At times this may well be true – there are moments when there is no choice but to keep on keeping on, no matter how you feel – but; to rely on willpower and grit alone for a protracted period of time is not an Authentically Resilient solution.  You will collapse at some stage. Walking through the desert on your knees is not the answer. The most resilient of people are just that because they stop to refresh and restore themselves along the way. They know how to refuel and fill up, they know how to renew and restore even when they don’t feel like it. Authentically Resilient people understand the importance of looking after themselves even when they don’t think they should be a priority . Just keeping on keeping on will work … for a while … but you are human and all humans have physical and emotional needs. The better way, the Authentically Resilient way, is to ensure you are taking care of those needs; especially during times of trauma.

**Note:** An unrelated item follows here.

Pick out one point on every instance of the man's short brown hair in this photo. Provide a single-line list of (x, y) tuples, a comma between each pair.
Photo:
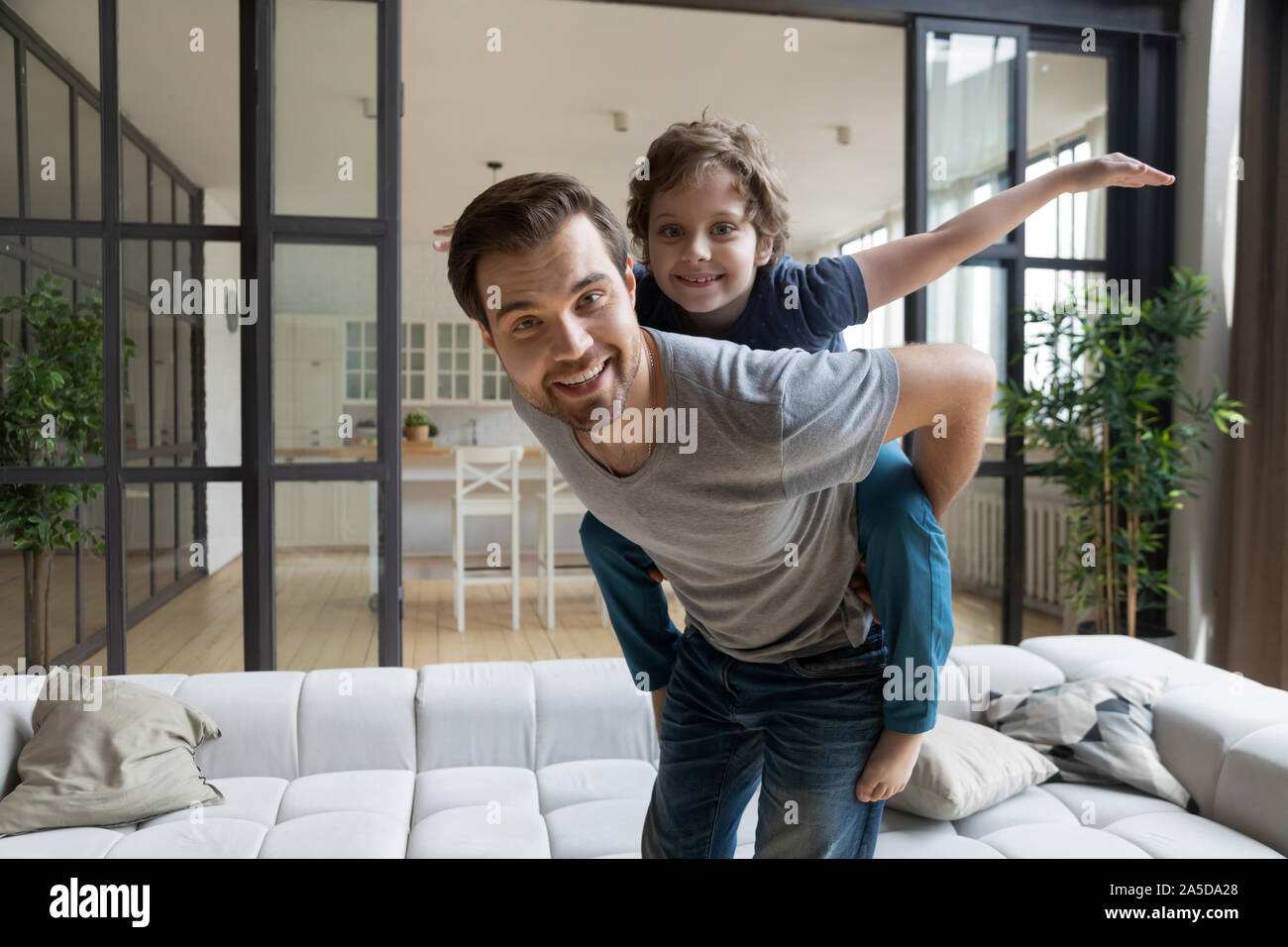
[(687, 151), (518, 215)]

Myth No. 3: Resilient people ‘don’t do emotions’

Whilst resilient people may appear not to dwell on their emotions, Authentically Resilient people are able to fully engage with a wide range of emotions – both their own and those of others- including the tougher more challenging emotions. Many writers (even writers on resilience) talk about ‘positive and negative emotions’ – but to label them this way is to judge them as ‘good’ or ‘bad’ which may lead us to steer away from the ‘bad ones’ or believe we should be avoiding them. This is not so. Emotions are simply emotions – varied, complex and paradoxical, yes, and sometimes tough, but they are not good or bad. When we try and avoid the emotions that we find more challenging (e.g., anger, fear, shame) we actually decrease our resilience. By having the courage to face them – to be able to sit with them – we learn that they don’t have the power to destroy us.

When faced with a difficult situation,  many emotions will arise in us. Some we can identify, others can be harder to pinpoint. They may be familiar, or unfamiliar. Some may feel overwhelming or downright terrifying. And that is when it can be tempting to simply shut them down, or hide them away for fear that they may undo us.

But shutting down our emotions is simply not sustainable. They need processing. If we try avoid our emotions we can be sure they will  trip us up later. Supressing them can cause damage, or they’ll come out sideways impacting our health and wellbeing as well as our ability to interact with others authentically.

Authentically Resilient people ‘do emotions’ -they engage with them, learn to bear them and are able to emotionally regulate. What we can be sure of is that if we don’t do emotions, they are going to do us!